Natural de Vila Nova Cerveira, Olga Afonso licenciou-se em Bioquímica pela U.Porto (curso lecionado pela faculdade de Ciências, em colaboração  com o Instituto de Ciências Biomédicas Abel Salazar) em 2008. No mesmo ano, o desejo de “fazer uma carreira na investigação” leva-a ao IBMC, onde rapidamente descobre o universo da divisão celular. Primeiro na equipa de Cláudio Sunkel, atual diretor do instituto. E desde 2011, no grupo de Hélder Maiato, onde participou, no âmbito do  doutoramento, numa descoberta – destacada pela Science – que promete “revolucionar o conhecimento sobre a vida e como ela se transmite”. Tudo porque demonstra que a região central das células em divisão é capaz de medir a posição dos cromossomas, estabelecendo assim um novo paradigma no controlo da divisão celular.

A divisão celular promete, de resto, ser o foco do trabalho da investigadora da U.Porto nos próximos tempos. Mas essa é apenas uma das histórias que Olga ainda tem por contar… A volta ao mundo que está por fazer. A descoberta da cura de uma doença que está por realizar. A todos os desafios, responde com uma convicção: “Deixar o mundo sempre melhor do que o encontraste!”.

– Idade?

30 anos.

– Naturalidade?

Vila Nova Cerveira.

– De que mais gosta na Universidade do Porto?

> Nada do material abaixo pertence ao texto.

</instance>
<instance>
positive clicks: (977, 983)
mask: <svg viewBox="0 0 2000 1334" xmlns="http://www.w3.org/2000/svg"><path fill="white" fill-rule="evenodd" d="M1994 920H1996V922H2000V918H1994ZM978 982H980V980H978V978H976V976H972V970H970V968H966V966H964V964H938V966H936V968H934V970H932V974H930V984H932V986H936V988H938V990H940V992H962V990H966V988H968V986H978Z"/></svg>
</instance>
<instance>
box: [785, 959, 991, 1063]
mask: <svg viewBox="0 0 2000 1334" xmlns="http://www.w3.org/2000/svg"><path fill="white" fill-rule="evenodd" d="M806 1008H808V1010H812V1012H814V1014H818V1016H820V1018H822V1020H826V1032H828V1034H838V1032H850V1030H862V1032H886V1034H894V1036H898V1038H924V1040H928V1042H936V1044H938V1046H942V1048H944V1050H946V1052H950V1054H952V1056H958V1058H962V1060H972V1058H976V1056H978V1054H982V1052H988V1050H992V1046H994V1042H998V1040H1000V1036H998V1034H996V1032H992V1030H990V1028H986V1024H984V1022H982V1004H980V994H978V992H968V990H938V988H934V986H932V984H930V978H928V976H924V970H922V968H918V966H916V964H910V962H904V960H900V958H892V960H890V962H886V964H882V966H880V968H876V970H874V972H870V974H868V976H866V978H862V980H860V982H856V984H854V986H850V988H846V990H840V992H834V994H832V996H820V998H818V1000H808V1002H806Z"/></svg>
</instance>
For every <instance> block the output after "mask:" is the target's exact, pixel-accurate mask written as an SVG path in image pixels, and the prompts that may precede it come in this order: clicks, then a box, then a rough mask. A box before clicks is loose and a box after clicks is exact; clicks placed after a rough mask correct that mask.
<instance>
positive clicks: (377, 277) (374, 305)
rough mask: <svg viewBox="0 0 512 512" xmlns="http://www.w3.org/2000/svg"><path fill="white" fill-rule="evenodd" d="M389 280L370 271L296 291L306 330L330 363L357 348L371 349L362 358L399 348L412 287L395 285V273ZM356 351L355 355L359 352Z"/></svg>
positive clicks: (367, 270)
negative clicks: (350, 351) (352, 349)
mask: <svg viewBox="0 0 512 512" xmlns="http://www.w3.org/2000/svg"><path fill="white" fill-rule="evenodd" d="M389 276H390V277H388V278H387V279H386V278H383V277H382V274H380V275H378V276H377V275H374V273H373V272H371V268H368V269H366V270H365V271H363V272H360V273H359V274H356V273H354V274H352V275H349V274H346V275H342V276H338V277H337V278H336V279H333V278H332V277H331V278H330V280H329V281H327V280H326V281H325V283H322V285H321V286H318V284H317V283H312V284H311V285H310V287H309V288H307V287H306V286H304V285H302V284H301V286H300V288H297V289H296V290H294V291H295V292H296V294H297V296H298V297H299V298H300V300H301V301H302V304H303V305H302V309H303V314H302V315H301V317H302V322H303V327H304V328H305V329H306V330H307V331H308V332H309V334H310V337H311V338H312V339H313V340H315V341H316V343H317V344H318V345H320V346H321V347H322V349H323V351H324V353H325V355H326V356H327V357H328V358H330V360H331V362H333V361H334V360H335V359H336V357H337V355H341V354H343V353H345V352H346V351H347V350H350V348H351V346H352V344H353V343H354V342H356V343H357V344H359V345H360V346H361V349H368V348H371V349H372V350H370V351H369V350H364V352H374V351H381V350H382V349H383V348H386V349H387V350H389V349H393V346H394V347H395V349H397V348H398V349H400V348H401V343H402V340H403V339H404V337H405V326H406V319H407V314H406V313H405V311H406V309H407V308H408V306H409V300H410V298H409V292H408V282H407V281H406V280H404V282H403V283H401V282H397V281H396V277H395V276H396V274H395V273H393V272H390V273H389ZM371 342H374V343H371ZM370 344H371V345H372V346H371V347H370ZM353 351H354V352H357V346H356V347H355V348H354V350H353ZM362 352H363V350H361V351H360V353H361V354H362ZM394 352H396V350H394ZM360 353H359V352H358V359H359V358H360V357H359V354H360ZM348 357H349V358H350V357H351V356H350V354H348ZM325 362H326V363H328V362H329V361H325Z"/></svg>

Gosto da exigência no ensino.

– De que menos gosta na Universidade do Porto?

Da papelada e burocracia.

– Uma ideia para melhorar a Universidade do Porto?

Talvez um congresso anual em que fossem apresentados os trabalhos das várias áreas de investigação da Universidade aumentasse e facilitasse o intercâmbio entre essas mesmas áreas.

– Como prefere passar os tempos livres?

O fim de semana é normalmente passado em Vila Nova de Ceveira com a familia, os amigos e o nosso agrupamento de escuteiros! Mas ainda sobra alguma tempo para ouvir música, passear, ir ao cinema e viajar sempre que possível!

– Um livro preferido?

Confesso que não costumo ler muito, sou mais de cinema..

– Um disco/músico preferido?

Coldplay e Beirut!

– Um prato preferido?

Comida portuguesa no geral.

– Um filme preferido?

Tenho muitos, mas o último que fui ver e gostei foi “The secret life of Walter Mitty”, pois é quando arriscamos e saimos da nossa zona de conforto que o inesperado pode acontecer.

– Uma viagem de sonho (realizada ou por realizar)?

Dar a volta ao mundo!

– Um objetivo de vida?

Deixar o mundo sempre melhor do que o encontraste!

– Uma inspiração? (pessoa, livro, situação…)

Todos com quem convivo diariamente são inspiração!

– Uma ideia para aumentar a visibilidade da investigação portuguesa no exterior?

Acho que o primeiro passo tem que ser dado cá dentro, porque lá fora somos bastante bem reconhecidos!

– A descoberta científica dos seus sonhos?

Essa é dificil…no meu caso acho que sempre que é descoberto algo novo já estou a realizar um sonho! Afinal de contas foi para isso que escolhi a investigação. Se  puder, com a minha investigação, ajudar na cura de uma doença ficaria ainda mais realizada!